Pelo que percebo com base em pequisa, a resposta simples é não. Pelo que já estudamos, por exemplo, na eleição de 2018, quando Bolsonaro se elegeu, é possível afirmar que ele levaria a vitória com ou sem fake news. Na verdade, as fake news contribuem para alimentar ainda mais a hiperpolarização da nossa sociedade. Na nossa ainda jovem democracia, nunca estivemos tão divididos e tão polarizados. Isso sim é um efeito da desinformação, das fake news. Um fenômeno que tenho notado a partir da última eleição, e que não foi visto em eleições anteriores, é que há uma manutenção de uma base pro candidato Bolsonaro por meio de redes de desinformação. Até recentemente, você tinha uma base que produzia fake news, mas terminava assim que passava a eleição. Hoje o que se vê é a continuidade desta base.

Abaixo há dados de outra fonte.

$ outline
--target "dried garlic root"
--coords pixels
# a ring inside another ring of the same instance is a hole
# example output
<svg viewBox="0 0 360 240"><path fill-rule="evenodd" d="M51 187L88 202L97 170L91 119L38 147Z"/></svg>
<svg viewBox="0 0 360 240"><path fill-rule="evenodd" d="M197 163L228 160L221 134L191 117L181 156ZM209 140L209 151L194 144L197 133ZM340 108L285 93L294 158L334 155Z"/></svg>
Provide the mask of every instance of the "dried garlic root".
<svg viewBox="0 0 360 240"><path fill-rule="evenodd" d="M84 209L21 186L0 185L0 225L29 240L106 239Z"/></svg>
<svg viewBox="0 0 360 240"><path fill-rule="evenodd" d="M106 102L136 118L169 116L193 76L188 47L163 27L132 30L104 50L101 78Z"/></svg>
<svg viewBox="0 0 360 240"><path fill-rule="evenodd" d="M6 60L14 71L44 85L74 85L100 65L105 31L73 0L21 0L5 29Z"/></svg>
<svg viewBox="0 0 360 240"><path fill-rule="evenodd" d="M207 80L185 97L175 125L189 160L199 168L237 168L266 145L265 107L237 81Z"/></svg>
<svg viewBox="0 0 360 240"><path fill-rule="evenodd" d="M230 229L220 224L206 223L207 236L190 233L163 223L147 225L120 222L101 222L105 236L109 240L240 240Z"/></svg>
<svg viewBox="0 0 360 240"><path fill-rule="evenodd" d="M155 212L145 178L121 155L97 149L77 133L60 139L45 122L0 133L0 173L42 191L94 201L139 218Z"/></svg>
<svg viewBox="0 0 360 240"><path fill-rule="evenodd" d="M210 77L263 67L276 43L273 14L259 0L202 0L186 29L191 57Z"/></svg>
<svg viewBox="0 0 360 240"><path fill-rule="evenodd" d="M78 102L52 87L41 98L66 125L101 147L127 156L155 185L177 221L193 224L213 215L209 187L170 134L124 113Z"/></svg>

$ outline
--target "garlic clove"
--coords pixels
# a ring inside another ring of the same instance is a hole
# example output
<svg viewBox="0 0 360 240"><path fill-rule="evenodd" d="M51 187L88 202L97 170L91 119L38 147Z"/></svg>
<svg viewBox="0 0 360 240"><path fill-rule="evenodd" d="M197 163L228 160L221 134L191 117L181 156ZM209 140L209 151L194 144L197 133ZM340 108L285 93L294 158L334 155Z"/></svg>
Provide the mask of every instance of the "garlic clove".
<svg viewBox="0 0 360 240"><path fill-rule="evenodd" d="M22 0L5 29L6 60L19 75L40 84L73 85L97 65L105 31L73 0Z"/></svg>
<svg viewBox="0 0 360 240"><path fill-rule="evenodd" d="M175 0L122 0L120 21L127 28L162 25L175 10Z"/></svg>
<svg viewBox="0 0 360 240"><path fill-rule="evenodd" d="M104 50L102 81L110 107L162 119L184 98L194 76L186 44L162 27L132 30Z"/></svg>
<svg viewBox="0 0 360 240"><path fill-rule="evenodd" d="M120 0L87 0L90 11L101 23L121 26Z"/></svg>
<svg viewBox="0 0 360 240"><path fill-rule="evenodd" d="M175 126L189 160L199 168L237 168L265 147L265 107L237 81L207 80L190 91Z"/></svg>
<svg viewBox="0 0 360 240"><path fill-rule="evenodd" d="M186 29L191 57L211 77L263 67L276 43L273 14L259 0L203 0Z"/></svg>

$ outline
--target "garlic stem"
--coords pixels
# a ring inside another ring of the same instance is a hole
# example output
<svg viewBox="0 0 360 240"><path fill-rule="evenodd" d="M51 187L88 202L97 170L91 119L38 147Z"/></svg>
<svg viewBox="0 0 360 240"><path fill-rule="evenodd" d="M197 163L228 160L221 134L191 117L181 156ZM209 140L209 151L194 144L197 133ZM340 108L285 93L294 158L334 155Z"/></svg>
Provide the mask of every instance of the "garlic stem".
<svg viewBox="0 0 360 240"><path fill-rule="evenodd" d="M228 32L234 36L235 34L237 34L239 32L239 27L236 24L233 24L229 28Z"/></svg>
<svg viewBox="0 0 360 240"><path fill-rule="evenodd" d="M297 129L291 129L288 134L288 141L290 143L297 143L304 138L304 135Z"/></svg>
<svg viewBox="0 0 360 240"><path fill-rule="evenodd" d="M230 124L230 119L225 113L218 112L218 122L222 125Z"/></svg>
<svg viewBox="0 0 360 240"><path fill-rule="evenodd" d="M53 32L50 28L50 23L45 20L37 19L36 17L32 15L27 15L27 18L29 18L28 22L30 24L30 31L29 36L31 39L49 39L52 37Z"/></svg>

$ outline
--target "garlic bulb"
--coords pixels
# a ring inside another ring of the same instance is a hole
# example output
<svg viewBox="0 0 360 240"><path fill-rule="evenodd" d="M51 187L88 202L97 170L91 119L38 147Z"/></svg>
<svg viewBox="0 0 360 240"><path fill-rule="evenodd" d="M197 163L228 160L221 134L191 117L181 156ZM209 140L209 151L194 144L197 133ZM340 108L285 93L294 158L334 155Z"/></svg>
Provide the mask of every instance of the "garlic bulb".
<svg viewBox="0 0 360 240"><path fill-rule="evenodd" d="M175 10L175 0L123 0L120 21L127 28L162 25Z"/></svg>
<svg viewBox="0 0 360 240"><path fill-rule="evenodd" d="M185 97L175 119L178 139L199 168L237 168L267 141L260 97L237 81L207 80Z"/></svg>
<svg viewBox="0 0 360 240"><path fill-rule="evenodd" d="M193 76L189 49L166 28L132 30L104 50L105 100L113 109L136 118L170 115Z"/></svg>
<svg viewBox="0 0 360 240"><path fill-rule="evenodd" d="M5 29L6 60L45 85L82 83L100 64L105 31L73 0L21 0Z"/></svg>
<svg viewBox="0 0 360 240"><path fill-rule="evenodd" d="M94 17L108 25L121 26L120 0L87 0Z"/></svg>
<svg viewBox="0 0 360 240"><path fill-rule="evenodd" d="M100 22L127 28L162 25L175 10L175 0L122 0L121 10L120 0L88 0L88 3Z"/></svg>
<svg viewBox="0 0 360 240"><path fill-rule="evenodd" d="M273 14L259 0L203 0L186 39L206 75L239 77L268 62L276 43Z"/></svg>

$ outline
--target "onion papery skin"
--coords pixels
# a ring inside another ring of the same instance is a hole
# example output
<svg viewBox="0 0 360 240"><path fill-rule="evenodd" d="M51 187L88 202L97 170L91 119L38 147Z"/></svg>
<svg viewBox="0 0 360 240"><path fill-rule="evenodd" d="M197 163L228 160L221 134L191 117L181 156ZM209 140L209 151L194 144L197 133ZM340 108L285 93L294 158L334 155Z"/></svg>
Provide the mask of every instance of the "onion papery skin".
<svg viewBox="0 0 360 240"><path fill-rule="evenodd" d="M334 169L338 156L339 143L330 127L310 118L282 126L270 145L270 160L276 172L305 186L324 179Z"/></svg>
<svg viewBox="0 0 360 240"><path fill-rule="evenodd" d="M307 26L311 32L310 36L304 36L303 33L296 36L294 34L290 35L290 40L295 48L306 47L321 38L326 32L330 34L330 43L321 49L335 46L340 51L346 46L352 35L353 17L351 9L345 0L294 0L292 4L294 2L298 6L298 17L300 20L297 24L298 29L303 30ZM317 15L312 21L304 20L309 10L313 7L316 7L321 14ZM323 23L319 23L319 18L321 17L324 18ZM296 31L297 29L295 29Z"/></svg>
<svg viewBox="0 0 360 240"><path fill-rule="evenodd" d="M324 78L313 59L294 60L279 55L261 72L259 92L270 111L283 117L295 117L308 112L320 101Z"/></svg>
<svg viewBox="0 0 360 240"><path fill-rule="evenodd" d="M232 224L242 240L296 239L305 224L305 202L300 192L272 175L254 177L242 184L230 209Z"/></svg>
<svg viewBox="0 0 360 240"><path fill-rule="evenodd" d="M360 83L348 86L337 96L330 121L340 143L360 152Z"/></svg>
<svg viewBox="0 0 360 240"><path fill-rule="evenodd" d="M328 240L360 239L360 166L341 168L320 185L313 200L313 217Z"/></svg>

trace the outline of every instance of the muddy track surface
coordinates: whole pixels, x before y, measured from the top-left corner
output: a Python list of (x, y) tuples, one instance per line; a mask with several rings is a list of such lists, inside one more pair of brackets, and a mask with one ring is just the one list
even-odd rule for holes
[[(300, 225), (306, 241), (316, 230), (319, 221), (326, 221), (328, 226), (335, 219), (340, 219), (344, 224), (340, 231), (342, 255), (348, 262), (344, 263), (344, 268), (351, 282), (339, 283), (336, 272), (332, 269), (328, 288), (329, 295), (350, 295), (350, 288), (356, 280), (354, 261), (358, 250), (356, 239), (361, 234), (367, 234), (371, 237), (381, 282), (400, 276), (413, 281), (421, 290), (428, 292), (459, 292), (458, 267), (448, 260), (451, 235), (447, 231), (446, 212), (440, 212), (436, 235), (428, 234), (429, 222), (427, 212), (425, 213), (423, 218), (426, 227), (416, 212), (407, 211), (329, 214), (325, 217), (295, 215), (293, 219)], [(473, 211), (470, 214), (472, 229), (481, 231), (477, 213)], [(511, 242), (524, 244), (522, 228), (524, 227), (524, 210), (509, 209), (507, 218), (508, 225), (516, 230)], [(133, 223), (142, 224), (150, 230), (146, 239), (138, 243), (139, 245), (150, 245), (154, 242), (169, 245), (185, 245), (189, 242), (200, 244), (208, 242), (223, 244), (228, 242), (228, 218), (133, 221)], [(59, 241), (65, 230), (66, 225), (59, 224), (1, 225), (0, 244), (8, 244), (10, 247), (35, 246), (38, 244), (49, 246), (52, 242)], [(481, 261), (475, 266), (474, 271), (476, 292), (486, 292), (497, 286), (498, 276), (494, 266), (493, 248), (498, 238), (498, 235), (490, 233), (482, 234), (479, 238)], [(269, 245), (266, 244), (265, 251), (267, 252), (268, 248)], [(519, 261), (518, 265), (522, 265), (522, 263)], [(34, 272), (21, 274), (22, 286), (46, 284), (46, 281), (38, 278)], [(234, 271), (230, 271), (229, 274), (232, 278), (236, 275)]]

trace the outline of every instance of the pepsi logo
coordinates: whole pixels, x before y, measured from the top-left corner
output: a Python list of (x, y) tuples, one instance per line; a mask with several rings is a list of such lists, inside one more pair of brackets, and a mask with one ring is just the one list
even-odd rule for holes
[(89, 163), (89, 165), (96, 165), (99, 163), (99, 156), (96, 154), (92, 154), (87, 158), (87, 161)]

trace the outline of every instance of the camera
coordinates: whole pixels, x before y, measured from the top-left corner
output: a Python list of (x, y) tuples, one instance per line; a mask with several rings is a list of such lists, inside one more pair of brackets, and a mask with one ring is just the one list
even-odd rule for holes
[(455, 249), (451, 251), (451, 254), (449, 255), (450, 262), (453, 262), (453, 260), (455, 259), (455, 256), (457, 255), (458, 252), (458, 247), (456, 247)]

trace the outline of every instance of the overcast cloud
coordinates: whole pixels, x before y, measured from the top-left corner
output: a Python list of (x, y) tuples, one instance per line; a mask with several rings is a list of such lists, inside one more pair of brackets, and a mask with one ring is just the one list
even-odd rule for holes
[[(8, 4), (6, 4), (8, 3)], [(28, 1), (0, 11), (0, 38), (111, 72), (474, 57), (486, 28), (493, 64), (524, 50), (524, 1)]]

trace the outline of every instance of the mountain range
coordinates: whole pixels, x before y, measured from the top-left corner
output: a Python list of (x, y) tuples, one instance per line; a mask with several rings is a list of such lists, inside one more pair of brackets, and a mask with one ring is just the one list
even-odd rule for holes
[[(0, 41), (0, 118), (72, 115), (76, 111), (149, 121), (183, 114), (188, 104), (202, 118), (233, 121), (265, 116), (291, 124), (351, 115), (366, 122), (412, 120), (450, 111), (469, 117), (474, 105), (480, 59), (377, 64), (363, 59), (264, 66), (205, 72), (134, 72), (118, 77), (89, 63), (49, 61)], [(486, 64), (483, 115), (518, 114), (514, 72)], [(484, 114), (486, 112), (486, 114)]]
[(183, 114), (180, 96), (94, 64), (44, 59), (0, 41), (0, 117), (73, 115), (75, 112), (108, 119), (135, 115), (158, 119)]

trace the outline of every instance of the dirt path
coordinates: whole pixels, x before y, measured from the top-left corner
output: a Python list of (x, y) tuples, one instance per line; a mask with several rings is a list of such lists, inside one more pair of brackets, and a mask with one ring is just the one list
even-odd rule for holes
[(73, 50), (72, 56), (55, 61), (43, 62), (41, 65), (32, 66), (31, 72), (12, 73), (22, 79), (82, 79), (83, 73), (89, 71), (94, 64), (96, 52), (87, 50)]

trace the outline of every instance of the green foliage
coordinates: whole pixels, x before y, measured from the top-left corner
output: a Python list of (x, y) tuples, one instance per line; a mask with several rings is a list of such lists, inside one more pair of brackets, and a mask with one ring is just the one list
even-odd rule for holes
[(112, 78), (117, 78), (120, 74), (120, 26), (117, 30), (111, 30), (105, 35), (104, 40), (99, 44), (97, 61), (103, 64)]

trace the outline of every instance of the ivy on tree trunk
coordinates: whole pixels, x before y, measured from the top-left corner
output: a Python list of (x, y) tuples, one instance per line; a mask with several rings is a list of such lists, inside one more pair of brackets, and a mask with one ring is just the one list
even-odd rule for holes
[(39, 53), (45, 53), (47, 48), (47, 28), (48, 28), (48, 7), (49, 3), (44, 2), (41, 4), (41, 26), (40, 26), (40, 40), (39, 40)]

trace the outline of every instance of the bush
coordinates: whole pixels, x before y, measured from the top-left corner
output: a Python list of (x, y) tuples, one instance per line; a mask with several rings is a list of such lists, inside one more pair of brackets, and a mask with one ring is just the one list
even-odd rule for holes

O ambiente político tumultuado favorece ainda mais aqueles que se valem da distribuição de fake news?
Um dos objetivos de se criar esse ambiente conturbado é a construção social de um inimigo. Agora, Bolsonaro constantemente cria um inimigo. Ele precisa disso para manter a base eleitoral fiel a ele. Um inimigo atacando Bolsonaro é automaticamente como um inimigo da pátria. É assim que ele mantém uma base unida e fiel a ele.
Nos Estados Unidos, onde o senhor mora, houve um processo marcada pelas fake news em 2016. O que o senhor está vendo na campanha que vai ganhar fôlego em breve?
Olha, está até um pouco estranho essa questão aqui porque ainda não estamos vendo muito coisa em matéria de fake news. Em 2016, quando houve a disputa entre (Donald) Trump e Hillary (Clinton), a desinformação aconteceu no Facebook. E como essa plataforma consegue ter controle de conteúdo, coisa que o WhatsApp não consegue, é possível afirmar que muita coisa foi feita para tentar conter a distribuição de fake news. Claro, muita coisa foi feita, mas falta muito ainda para ser feito. É interessante ver aqui qual a direção que as fake news vão tomar. Ainda não estou vendo muita coisa, vai acontecer. Acredito que as coisas vão esquentar mesmo quando o candidato do Partido Democrata for escolhido.